Reconstructing Social Reality: The Rhetorical Approach of Documentary Films to Social Problems in Uncut Playing with Life
Abstract
The constant innovations in media technology are creating both positive and negative impacts in human lives. The documentary film, which has been highly appraised because of its affinity with human lives as a mirror of social realities, has been affected by these technological innovations, leading to creation of documentary variants like mockumentary and docu-soap. These documentary variants which are usually seriously mediated, however, have caused documentary theorists to query the very basis of the documentary film which is its fidelity or truthful recording and presentation of realities.
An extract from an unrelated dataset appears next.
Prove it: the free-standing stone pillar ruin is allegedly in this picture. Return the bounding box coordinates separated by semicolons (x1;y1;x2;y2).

This query, therefore, has led to questions such as; how true is the documentary film's recording of human social realities? With the mediation of the director who must interpret the realities from his own point-of-view, how much of these realities are altered in the final analysis? With the new hybrids, is the documentary film still an effective tool of social change? This paper relied structuration theory of Giddens which saw social relations as a function and/or operation of structure. Therefore, the paper examined the structural attributes of the documentary as encoded in Uncut Playing With Life (2000) produced by Communicating for Change to address the issue of female genital mutilations in some parts of Nigeria. It employed the historical analytical method to evaluate the rhetorical and/or dialectical approach of the documentary to human social realities so as to determine its effectiveness as a tool of change.
The paper argued that though the documentary variants haveĀ indeed expanded their focuses beyond the scope of human realities, the mainstream documentary film, despite its reconstruction of reality and structural mediation, still gravitates towards truth as much as possible. The documentary, it posited, remains an effective tool of social change.